MATTAWA, Grant County - Prospectors are buying up natural-gas rights throughout Central Washington.
They are focusing on three areas: Saddle Mountain near Mattawa, Whiskey Dick Mountain west of Ellensburg and the Rattlesnake Hills north of Prosser, Benton County.
They believe the Columbia River Basin could yield multimillion-dollar gas fields. Companies from around the nation are bidding for mineral rights on federal, state and private lands throughout the region.
"The fur's flying," said Beverly Heaverlo of Moxee City, Yakima County, who owns an oil and gas consulting business, Brewer Energy.
The surging price and anticipated demand for gas is fueling the interest.
Natural-gas prices have escalated from their low in 1988, when it traded for 88 cents per 1,000 cubic feet. Lately prices are trading between $2.60 to $3 per 1,000 cubic feet, said Clay Riding of Puget Sound Energy in Bellevue.
Companies believe Central Washington may be one of the largest oil and gas frontiers in the Lower 48.
Geologists long have suspected the Columbia Basin's thick mantle of basalt trapped huge natural-gas fields. But the rock is so hard and so deep that few drills have been able to punch through.
In the 1950s, Standard Oil drilled 10,655 feet into the Rattlesnake Hills before giving up.
In 1984, Shell Oil found large volumes of gas after shattering a drilling record of 17,518 feet into Saddle Mountain. But the energy giant said the gas wasn't commercially viable.
Exploration halted by 1989, a victim of low prices and high drilling costs. Companies that had paid millions of dollars for mineral rights left the area. Now they're coming back.
"It's time to make hole," Heaverlo said.
Earlier this year, a pair of out-of-state companies leased mineral rights to 30,000 acres of federal land in Yakima, Grant and Benton counties for $117,000.
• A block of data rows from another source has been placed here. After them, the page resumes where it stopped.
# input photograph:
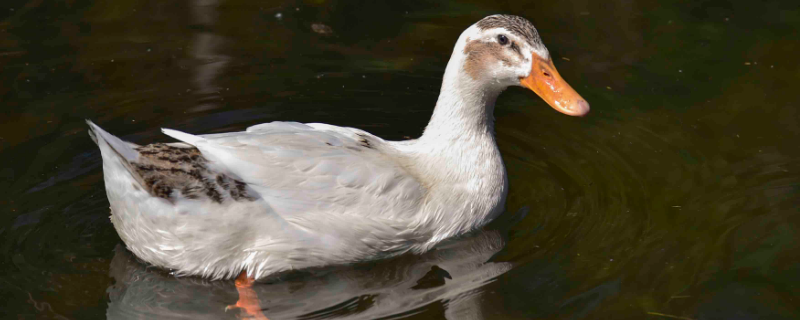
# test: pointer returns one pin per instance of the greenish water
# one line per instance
(677, 197)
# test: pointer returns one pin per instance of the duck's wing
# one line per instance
(302, 169)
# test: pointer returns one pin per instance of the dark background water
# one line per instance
(677, 197)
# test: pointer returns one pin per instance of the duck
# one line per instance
(284, 196)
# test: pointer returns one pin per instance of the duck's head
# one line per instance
(503, 50)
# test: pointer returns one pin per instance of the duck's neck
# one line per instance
(465, 109)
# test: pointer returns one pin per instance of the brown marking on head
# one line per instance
(479, 54)
(519, 26)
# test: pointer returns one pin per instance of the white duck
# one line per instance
(286, 195)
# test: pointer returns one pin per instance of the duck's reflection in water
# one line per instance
(448, 275)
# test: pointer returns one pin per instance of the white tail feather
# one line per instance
(182, 136)
(123, 148)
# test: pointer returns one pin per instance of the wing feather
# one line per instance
(304, 169)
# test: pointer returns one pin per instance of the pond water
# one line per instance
(678, 197)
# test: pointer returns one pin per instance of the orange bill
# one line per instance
(548, 84)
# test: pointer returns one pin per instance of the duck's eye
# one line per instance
(502, 39)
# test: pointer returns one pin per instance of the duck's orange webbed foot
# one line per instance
(248, 300)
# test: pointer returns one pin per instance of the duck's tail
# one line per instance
(124, 149)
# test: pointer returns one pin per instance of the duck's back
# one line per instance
(275, 197)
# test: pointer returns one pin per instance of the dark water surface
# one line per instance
(678, 197)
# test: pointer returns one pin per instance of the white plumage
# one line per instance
(285, 195)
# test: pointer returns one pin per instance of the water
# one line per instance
(677, 197)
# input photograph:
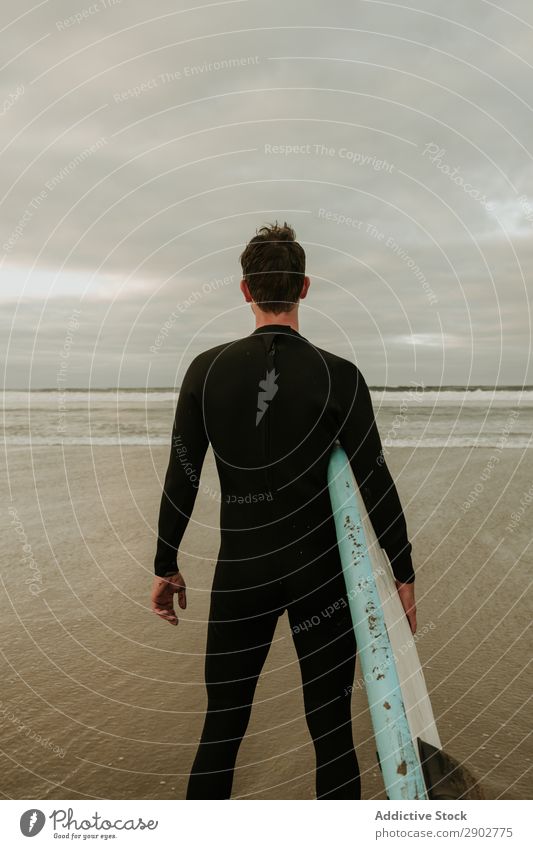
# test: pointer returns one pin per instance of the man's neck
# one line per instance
(289, 319)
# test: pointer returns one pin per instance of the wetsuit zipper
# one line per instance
(270, 367)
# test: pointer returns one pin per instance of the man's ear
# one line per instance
(246, 292)
(305, 287)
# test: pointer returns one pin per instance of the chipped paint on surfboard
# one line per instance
(397, 695)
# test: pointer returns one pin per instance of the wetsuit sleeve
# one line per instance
(359, 436)
(187, 452)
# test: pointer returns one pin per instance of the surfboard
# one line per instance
(408, 746)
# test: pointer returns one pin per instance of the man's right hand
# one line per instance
(407, 598)
(163, 590)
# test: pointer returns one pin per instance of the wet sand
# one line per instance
(100, 699)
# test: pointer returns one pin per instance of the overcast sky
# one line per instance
(142, 144)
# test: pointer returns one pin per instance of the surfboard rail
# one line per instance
(412, 762)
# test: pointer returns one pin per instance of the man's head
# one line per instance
(273, 268)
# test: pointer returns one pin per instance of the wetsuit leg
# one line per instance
(323, 636)
(240, 630)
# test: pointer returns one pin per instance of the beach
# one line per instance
(101, 699)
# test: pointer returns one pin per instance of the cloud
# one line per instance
(144, 148)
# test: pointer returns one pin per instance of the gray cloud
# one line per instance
(141, 149)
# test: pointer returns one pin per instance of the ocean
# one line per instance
(407, 416)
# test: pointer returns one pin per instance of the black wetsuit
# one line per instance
(272, 405)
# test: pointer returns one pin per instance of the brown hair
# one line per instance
(273, 265)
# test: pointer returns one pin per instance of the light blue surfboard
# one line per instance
(399, 704)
"Usually, we don't sell anything," said Donna Kauffman, a land law examiner for the Bureau of Land Management, which leases federal land.
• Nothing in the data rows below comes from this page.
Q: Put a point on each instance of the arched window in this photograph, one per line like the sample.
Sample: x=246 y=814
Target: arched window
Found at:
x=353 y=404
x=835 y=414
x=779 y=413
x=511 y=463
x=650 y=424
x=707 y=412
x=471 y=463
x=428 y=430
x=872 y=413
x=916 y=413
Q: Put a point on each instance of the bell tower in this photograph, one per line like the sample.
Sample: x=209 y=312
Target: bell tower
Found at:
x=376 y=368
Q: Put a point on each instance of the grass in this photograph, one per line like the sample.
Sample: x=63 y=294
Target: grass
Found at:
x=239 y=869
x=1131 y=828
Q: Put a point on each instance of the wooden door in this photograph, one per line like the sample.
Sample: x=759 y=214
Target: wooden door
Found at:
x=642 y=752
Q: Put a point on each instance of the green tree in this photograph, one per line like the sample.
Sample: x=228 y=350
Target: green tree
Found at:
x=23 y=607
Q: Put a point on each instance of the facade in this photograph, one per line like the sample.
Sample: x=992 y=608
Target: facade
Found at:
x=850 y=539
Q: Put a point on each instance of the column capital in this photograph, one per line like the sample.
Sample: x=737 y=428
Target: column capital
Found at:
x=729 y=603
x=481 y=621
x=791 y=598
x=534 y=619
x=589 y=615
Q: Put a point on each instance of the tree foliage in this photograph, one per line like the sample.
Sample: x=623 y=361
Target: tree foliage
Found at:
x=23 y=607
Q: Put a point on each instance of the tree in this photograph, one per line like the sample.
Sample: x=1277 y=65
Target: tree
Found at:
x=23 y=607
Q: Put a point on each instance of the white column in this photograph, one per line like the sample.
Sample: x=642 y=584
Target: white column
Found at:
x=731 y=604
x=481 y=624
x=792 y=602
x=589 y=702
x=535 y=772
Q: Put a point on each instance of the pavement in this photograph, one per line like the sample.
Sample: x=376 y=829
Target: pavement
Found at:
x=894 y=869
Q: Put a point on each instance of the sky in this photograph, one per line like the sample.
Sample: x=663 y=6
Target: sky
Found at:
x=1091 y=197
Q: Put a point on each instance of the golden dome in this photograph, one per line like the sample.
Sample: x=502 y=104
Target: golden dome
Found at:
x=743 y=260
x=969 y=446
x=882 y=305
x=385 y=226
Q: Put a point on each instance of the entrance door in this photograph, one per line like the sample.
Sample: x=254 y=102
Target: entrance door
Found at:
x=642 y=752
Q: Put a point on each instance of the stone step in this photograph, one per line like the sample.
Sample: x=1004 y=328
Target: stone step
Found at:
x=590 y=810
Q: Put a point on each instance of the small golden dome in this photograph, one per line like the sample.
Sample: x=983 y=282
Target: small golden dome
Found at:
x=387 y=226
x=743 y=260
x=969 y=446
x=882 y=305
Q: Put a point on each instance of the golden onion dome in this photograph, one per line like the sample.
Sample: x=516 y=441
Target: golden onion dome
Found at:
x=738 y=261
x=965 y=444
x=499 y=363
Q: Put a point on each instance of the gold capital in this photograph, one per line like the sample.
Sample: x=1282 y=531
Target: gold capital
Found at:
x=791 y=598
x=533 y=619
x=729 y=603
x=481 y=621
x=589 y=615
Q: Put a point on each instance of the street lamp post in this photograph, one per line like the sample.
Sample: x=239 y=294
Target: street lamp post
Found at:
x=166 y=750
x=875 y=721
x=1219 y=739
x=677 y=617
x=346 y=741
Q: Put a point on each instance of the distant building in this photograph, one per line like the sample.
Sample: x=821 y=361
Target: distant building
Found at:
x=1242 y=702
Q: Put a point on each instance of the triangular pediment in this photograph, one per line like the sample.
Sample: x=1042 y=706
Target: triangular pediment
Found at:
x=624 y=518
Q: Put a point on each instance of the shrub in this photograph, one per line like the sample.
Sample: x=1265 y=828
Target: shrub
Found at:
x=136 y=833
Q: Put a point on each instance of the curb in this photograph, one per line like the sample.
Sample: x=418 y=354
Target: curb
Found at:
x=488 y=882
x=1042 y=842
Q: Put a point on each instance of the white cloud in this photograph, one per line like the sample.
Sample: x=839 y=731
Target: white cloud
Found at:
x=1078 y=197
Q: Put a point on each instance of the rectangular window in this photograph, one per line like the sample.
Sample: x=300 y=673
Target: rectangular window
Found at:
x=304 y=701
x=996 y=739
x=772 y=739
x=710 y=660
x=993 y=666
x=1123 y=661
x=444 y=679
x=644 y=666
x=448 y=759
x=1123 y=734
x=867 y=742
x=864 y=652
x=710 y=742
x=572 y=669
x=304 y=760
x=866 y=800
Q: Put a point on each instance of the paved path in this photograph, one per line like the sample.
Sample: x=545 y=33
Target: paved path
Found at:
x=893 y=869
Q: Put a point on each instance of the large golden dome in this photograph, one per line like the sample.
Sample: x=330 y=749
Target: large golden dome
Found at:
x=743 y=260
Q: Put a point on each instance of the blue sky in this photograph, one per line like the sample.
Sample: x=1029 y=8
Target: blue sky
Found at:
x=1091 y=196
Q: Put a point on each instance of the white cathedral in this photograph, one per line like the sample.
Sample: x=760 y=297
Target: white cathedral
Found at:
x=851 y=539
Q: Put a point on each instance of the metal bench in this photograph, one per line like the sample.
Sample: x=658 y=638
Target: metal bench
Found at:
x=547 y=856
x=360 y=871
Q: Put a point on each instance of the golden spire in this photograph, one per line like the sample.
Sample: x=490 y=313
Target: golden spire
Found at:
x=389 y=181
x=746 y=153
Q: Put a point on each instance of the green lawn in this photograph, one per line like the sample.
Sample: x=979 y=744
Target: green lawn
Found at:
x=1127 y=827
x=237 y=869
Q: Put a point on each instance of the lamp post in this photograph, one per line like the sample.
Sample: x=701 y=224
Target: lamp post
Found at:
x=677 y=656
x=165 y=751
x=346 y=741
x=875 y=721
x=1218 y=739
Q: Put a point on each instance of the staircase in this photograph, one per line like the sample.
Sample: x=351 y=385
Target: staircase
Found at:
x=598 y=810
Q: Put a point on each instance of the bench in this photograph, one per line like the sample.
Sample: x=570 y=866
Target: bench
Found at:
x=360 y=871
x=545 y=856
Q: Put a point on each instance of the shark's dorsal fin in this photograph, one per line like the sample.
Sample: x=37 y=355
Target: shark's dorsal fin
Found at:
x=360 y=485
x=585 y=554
In October, Burlington Resources of Houston auctioned off an estimated 154,000 acres in Kittitas, Grant, Yakima and Benton counties.
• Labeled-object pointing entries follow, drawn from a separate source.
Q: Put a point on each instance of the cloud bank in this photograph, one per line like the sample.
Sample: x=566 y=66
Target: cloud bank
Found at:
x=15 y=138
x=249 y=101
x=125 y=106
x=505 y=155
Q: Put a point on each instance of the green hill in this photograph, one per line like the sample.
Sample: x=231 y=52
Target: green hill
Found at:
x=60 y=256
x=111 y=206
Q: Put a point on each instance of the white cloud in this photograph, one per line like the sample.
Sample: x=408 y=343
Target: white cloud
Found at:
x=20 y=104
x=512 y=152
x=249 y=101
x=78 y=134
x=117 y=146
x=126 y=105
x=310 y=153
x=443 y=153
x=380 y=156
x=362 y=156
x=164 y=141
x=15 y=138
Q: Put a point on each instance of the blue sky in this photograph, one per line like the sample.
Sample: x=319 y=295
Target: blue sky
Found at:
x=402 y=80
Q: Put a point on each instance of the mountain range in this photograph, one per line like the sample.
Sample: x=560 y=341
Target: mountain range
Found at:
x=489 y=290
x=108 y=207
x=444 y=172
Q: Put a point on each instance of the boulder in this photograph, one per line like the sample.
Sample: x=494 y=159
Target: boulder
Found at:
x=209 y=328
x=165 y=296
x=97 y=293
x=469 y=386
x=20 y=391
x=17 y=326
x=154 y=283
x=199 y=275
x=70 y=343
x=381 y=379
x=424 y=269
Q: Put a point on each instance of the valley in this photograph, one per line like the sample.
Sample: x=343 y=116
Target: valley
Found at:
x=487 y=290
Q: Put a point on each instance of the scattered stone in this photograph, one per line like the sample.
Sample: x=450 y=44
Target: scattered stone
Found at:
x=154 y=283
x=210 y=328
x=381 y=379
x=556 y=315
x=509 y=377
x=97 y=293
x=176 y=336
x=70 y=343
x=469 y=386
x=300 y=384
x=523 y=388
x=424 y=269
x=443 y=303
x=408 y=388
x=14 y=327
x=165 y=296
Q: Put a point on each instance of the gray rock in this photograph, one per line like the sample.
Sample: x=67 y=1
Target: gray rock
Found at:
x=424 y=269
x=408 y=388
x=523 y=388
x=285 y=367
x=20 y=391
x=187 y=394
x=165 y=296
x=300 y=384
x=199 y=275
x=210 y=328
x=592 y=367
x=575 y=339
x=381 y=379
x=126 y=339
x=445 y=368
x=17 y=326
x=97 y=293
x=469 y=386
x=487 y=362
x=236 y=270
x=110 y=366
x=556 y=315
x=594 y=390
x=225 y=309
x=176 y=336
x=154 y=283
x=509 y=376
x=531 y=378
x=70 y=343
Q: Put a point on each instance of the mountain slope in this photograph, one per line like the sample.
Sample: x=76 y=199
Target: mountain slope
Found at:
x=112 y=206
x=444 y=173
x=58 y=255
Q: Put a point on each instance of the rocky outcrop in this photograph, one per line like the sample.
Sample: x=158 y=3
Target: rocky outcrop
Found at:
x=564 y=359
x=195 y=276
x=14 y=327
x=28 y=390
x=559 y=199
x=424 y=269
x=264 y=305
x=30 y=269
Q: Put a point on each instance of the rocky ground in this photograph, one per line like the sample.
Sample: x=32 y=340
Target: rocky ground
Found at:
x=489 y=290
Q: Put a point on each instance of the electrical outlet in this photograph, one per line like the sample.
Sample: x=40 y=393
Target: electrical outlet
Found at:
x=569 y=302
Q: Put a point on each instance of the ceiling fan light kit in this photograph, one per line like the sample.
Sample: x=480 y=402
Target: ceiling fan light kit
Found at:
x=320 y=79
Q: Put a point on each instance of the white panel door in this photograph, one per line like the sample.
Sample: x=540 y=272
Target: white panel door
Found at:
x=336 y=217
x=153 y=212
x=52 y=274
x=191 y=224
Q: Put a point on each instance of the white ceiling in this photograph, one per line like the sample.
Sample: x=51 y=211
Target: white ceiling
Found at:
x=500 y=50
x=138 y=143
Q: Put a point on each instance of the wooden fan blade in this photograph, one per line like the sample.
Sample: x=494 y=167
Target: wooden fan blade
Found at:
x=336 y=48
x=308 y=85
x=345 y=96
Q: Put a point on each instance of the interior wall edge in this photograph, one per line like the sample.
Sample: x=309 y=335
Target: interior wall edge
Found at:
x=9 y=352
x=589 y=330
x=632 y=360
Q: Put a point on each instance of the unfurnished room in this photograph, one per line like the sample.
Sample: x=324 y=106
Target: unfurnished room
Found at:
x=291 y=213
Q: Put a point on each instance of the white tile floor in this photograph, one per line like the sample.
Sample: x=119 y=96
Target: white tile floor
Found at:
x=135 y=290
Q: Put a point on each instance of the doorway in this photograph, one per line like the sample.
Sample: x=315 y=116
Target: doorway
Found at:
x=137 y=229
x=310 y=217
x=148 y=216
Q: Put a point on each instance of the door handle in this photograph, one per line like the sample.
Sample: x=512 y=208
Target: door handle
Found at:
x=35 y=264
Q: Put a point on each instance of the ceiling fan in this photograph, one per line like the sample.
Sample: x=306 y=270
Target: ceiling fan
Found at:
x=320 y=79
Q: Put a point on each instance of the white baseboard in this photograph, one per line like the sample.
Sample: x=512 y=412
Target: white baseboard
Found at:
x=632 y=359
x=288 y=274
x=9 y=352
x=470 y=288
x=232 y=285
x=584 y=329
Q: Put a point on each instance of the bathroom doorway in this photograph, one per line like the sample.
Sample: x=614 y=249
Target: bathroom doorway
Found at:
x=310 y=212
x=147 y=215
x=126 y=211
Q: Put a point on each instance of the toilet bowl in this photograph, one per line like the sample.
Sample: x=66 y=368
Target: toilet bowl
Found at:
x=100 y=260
And the state Department of Natural Resources (DNR) has received 20 applications for mineral rights to about 10,000 acres in Eastern Washington.
"A lot of people are watching what is going on here in Washington state," said Ellis Vonheeder, a DNR program specialist. "We're a frontier state."
Bill Lingley, a state geologist, has been studying the area for more than 30 years.
"All the geological ingredients in the Columbia Basin are in place," he said from his Olympia office. "Eventually, significant gas discoveries will be made in the Columbia River Basin."
Geographic basins filled with sandstone, claystone and coal always have some potential for natural gas, Lingley said. Geologists look for familiar structures in the landscape, folds and domes in the earth's shallow crust.
"Whenever I get an oil and gas company in," Lingley said, "I show them these folds. You can watch their eyes just pop out."
Fewer than two dozen significant wells have been drilled in the Columbia River Basin over 20 years.